目覚しい進化を果たしたジツは侮れないクルマ
サーブ 9-3

インパクトのあるルックスとは対照的に、平凡な走りに「こんなものか…」と、さして印象に残らなかったひと昔前がまるでウソのよう。進化を遂げた新型サーブ9-3の実力とはいかに。
[2008/04/23]

航空機メーカーを生い立ちとするサーブらしさが走りに光る

日本に導入される、ふたつのスウェーデンの自動車ブランドのうちのひとつ、サーブ。9-3はその屋台骨を支える量販モデルで、メルセデス・ベンツのCクラス、BMW・3シリーズといった強豪がひしめくDセグメントに属する。今回紹介するモデルは昨秋の東京モーターショーで発表&発売された最新型(一部グレードは08年1月発売)。外装パーツの7割以上を刷新するなどのビッグマイナーチェンジを実施。セダン/ステーションワゴン/カブリオレ、3タイプのボディバリエーションを設定するラインアップは従来同様だ。

正直、サーブ、そして9-3というブランドは日本では馴染みが薄いかもしれない。が、実際に見て、乗って、走ってみれば、サーブ9-3というクルマが、ジツは侮れない実力を秘めていることを誰もが認めるに違いない。

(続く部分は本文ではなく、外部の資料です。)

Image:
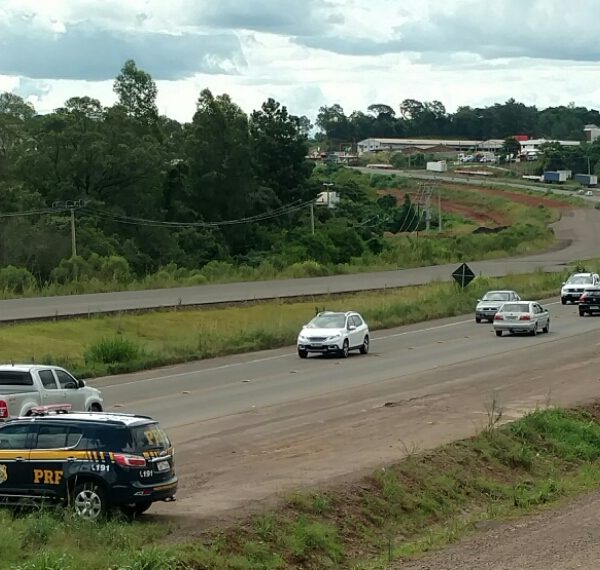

今回、チョイスしたのは、スポーツセダンのトップグレード、”エアロ”だったが、まず、カッコが抜群にいい。「他の何にも似ていない」スタイリングは、ハイセンスなエアロパーツをまとうことで、より個性を際立たせ、タイヤハウスいっぱいに収まった幅広の大径(18インチ)タイヤが、巧みにアンダーボディの安定感を演出する。ダイナミックだが、しかしアグレッシブすぎない品のよさは、北欧デザインの妙といったところか?インテリアしかり。スペース効率に優れるFFレイアウトは理屈どおり、キャビンの全方位にゆとりをもたらし、外観ほどの個性はないものの、細部にわたって丁寧に作り込まれたインテリアは質感の高さを感じさせる。

ドイツ車的な走りは快適そのもの

驚くのが瞬時に予測できるボディの精度と剛性の高さ。ズシリとしたドアの重厚な開閉感は、さながらドイツ車のそれ。また、今回は横浜市内という限られた試乗コースで、絶対スピードこそ低かったが、大きな路面の凹凸を乗り越えた際もミシリともきしまない強靭なボディは、Cクラスや3シリーズあたりと比較しても遜色のない水準を確認。さらにいえば、路面追従性に優れるリヤマルチリンクサスペンションなどがもたらす、ダンピングの効いた乗り味もドイツ車的で、きわめて快適だ。

エンジンは2.8LV6ターボ。無論、255馬力のパワーに不足があろうはずもないが、アクセルひと踏み、どこからでも瞬時に力強いトルクを立ち上げるセッティングは絶品。さすがに航空機メーカーを生い立ちとするサーブ、ターボの調律もまた洗練を極めている。

それにしても、フットワークといい、エンジンといい、9-3のポテンシャルを存分に発揮させられなかった今回の試乗が、なんとも口惜しい……。